4 above and is given by the sequence of frames {I0, B1 . . . B7,
P8}.
[0087] At a key frame encoding step 354, processor 24 encodes frame
I0 using Intra-encoding mode, and stores the reconstructed version
of the key frame in the DPB. Further at step 354, processor 24
selects the reconstructed key frame in the DPB to serve a reference
frame.
[0088] At a cache loading step 358, processor 24 identifies the
target frames that use the selected reference frame. The processor
scans the target blocks of the identified target frames in any
suitable order, and for each block-location loads from external
memory 36 into cache memory 32 (i) multiple target blocks of the
current block-location in the respective target frames, and (ii) a
corresponding search region from the selected reference frame.
[0089] At a motion estimation step 362, processor 24 executes ME 60
to perform multiple ME search operations for the multiple cached
target blocks within the cached search region.
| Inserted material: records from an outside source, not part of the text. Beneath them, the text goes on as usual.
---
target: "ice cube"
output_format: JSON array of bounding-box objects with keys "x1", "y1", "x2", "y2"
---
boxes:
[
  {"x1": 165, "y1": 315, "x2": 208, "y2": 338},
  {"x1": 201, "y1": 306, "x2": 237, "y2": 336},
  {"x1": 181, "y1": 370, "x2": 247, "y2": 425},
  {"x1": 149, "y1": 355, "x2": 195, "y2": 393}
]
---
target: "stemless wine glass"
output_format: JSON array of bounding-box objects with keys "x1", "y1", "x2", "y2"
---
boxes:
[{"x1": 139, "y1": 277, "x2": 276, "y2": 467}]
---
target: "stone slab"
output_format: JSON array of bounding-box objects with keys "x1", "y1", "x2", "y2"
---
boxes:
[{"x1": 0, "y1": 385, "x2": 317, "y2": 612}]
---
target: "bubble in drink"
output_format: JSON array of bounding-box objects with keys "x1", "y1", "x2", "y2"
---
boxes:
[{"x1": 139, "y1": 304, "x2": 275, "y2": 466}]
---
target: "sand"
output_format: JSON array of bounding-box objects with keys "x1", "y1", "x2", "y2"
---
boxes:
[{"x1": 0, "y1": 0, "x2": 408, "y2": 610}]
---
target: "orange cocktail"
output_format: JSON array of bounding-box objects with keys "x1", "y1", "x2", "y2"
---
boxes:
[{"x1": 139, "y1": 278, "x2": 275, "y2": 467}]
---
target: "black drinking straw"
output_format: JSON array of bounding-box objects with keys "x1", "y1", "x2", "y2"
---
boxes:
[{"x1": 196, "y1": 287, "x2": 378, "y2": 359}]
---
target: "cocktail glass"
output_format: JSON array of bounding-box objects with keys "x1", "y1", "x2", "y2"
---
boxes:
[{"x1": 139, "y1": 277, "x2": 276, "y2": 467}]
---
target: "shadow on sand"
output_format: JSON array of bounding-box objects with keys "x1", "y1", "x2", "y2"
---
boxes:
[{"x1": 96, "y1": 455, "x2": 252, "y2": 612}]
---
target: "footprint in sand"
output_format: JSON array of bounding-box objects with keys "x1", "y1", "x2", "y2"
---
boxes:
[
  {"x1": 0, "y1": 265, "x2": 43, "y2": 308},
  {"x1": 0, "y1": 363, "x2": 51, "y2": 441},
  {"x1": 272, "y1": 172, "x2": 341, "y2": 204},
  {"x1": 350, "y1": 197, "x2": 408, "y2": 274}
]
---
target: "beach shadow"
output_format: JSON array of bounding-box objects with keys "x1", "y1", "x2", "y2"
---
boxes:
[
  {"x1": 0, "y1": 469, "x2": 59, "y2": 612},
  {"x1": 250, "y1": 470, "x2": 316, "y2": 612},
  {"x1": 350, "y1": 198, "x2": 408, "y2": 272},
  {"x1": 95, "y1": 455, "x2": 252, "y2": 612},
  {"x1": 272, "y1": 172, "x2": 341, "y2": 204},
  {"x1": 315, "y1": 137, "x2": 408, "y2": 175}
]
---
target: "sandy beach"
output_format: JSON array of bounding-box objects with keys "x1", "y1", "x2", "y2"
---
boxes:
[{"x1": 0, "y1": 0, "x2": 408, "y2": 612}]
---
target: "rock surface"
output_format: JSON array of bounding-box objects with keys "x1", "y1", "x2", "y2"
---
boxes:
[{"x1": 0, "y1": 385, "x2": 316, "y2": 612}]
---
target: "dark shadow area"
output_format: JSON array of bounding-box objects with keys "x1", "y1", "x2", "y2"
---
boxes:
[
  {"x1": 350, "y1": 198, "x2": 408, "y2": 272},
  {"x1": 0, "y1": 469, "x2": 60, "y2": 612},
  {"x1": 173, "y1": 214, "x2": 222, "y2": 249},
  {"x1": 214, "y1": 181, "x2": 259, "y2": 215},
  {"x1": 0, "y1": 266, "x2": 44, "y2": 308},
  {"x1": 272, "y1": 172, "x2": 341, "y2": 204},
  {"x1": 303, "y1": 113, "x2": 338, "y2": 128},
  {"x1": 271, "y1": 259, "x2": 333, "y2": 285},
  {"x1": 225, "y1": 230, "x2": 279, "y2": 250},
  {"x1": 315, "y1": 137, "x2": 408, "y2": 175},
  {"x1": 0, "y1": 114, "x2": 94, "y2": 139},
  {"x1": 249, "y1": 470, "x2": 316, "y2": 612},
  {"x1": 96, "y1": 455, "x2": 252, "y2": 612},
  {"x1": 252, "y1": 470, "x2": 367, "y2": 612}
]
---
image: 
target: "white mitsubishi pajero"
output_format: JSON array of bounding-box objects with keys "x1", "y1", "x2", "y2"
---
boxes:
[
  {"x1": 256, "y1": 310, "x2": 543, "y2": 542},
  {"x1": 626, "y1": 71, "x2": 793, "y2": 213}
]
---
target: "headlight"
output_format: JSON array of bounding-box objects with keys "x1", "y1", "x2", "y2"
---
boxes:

In the present
example, processor 24 comprises multiple processing cores, and ME
60 performs the multiple ME search operations in parallel using the
respective multiple processing cores.
[0090] At a MVs updating step 366, processor 24 produces and stores
MV information for target blocks for which no MVs have yet been
produced, and updates MV information for target blocks for which
MVs have been previously produced relative to another reference
frame. At a block-loop management step 370, processor 24 checks
whether all the target blocks in the currently processed target
frames have been scanned, and if not, the processor selects a
subsequent block-location at a block-location selection step 374,
and loops back to step 358 to load into the cache memory subsequent
target blocks and a corresponding search region. Otherwise, the
processor proceeds to a GOP termination step 378, to check whether
all the frames in the GOP have been processed. When the GOP still
has unprocessed frames, processor 24 selects a subsequent reference
frame from the DPB at a reference frame selection step 382, and
loops back to step 358. Otherwise, the entire frames in the GOP
have been encoded and the processor loops back to step 350 to input
a subsequent GOP for encoding.
Example of Encoding Frames in a GOP Using Efficient Motion
Estimation
[0091] FIGS. 6A-6F are diagrams that schematically illustrate a
method for encoding frames in a GOP, wherein each reference frame
serves multiple target frames in performing motion estimation, in
accordance with an embodiment that is described herein.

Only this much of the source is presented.